Затем мужчины стали разглядывать привезенный из Москвы триптих. Девида Рассела пробил озноб от такой красоты. Он понял, что выставка станет событием года.

- Давайте договоримся, - предложил англичанин русскому, - если вы захотите продать эти картины, то вначале обратитесь ко мне.

- Ладно, - согласился Талызин. – Вы много для меня сделали, и я ваш должник.

Лорд Рассел промолчал.

- Хотя открытие выставки завтра, могу сегодня осмотреть её? – поинтересовался художник.

- Это нежелательно, - сказал лорд. – Хотим сделать сюрприз для вас. Не волнуйтесь, картины развешивали профессиональные дизайнеры. А для этого триптиха выбран особый зал полуовальной формы. Сейчас полотна заберут и повесят без нас, а нам предстоит встреча с принцем крови Эдуардом.    Он большой любитель живописи и сам рисует. Ваша прежняя манера письма в чем-то сходна с тематикой творений принца.     

Очарованный отношением к себе со стороны Рассела, Федор Михайлович готов был идти с ним куда угодно, а, тем более, в королевский дворец.

На следующий день в одиннадцать часов утра состоялось открытие выставки картин Талызина, принадлежащих галерее «Наташа». В первый день пускали только по специальным пригласительным билетам, поэтому была исключена толкотня, возникающая обычно из-за того, что некоторые люди появляются в начале подобных мероприятий, чтобы рассматривать не столько картины, сколько наблюдать за  знаменитыми   лицами.

Лорд Рассел и Талызин довольно быстро обошли четыре больших зала, в которых находились красочные полотна мифологического содержания. Художник давал короткие комментарии к своим персонажам, Девид Рассел весьма внимательно слушал.

Затем они неожиданно для Талызина оказались в уютном зале, где были размещены три картины с общим названием «Наташа на природе». Талызин обомлел. Около центрального полотна «Наташа и море» стояла горячо любимая им Наташа в длинном приталенном красном платье с декольте в виде сердца. На её шее висела золотая цепочка, удерживающая круглую миниатюру с изображением лица Талызина.

Федор Михайлович с радостью понял только одно, то, что было для него важнее всего: Наташа его любит. Не обращая внимания на окружающих, он подошел к Наташе и задал вопрос всего лишь из одного слова: «Мир?!»

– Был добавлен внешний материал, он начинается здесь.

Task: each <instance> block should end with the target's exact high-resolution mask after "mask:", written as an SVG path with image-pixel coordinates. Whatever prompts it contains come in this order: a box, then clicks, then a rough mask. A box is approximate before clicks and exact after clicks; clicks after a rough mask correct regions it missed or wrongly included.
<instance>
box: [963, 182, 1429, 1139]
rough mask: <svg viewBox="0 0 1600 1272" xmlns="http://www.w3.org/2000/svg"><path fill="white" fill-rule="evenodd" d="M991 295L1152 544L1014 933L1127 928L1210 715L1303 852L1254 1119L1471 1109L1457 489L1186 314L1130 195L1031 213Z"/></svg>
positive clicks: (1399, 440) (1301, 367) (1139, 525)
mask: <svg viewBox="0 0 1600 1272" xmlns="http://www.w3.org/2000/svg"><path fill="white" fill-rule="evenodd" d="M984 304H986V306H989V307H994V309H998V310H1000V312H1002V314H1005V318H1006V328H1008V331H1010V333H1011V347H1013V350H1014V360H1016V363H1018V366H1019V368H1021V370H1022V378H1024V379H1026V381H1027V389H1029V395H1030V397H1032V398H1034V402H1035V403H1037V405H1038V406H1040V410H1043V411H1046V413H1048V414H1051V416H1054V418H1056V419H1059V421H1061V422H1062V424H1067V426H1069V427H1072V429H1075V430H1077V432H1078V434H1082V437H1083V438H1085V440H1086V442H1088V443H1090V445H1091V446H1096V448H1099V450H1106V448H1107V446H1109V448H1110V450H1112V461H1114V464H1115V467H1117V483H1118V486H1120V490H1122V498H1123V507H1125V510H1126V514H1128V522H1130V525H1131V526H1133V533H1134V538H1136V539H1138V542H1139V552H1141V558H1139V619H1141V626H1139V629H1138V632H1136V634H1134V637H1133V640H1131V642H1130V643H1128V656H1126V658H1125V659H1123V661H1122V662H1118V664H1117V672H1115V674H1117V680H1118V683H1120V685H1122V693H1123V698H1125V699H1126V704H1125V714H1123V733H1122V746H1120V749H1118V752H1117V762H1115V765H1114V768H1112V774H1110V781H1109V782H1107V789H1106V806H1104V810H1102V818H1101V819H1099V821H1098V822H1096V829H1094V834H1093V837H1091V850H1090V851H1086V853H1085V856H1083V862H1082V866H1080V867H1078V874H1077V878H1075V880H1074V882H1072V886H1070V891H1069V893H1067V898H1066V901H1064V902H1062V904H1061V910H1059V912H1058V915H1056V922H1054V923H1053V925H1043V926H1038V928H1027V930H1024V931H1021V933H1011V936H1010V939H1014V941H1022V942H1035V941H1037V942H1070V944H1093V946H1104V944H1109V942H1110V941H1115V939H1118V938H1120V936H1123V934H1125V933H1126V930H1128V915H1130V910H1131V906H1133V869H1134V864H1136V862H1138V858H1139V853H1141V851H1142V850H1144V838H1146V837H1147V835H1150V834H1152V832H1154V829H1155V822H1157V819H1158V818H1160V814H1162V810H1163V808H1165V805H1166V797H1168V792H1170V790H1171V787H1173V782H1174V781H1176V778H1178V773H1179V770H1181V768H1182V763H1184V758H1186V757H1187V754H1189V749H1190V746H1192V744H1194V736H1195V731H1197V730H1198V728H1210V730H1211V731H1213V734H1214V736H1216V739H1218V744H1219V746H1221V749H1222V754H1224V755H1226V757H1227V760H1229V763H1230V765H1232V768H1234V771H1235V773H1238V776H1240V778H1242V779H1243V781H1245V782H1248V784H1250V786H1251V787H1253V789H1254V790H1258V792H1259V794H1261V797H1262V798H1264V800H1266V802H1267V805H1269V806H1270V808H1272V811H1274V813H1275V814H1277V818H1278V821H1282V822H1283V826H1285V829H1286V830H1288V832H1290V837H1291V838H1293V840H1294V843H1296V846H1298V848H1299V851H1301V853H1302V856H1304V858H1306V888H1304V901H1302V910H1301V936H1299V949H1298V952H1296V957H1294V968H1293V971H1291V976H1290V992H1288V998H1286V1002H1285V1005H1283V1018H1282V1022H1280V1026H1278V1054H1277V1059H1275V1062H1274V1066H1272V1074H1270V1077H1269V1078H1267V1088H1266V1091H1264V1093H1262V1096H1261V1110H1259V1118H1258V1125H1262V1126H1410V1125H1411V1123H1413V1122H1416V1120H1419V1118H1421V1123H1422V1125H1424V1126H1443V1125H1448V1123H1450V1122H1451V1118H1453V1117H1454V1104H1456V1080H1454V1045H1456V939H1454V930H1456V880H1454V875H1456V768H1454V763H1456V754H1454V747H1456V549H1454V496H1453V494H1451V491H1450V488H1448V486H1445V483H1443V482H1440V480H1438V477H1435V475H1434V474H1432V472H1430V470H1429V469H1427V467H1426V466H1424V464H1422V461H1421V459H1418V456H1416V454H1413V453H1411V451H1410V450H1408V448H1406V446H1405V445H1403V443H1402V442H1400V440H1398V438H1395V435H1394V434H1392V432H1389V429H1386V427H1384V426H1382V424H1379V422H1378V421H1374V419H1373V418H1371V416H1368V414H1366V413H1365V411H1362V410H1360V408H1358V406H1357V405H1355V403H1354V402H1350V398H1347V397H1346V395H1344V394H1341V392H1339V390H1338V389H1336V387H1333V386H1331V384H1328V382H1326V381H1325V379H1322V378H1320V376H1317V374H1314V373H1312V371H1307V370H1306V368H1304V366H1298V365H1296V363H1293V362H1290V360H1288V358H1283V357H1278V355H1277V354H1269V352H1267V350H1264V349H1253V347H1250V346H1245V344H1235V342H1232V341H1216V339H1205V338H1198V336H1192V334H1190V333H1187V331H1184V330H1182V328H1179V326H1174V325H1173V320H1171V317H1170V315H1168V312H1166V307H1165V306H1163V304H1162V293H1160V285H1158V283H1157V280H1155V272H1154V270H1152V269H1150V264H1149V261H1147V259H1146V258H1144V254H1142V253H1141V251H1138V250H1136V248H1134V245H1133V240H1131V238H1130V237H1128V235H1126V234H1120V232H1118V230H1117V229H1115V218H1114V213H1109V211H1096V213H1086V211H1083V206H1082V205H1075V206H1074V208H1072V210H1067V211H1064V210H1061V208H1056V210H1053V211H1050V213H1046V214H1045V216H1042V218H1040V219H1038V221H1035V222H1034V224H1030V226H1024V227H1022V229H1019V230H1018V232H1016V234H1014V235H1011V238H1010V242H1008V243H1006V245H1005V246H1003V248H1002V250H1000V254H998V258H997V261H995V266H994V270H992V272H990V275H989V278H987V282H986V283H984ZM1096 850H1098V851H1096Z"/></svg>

- Ты меня прощаешь? – в свою очередь спросила она. – Ведь я перед тобой очень виновата. Только не забудь русскую пословицу: в первой вине и бог прощает.

Талызин рассмеялся от счастья:

- Иисус Христос велел прощать «до семижды семидесяти раз». Кто я такой, чтобы  ослушаться?!

- Тогда поцелуй меня! – попросила Наташа.

Они обнялись на глазах у всех, а лорд Рассел сказал появившемуся принцу Эдуарду:

- Наверное, Шекспиру следовало в «Гамлете» вместо слов «Быть или не быть, вот в чем вопрос» написать «Любить или не любить – вот главная проблема!»

Эдуард пожал плечами, но не было ясно, то ли он согласился с мыслью Рассела, то ли посчитал, что указывать великому Шекспиру что-либо совершенно неуместно.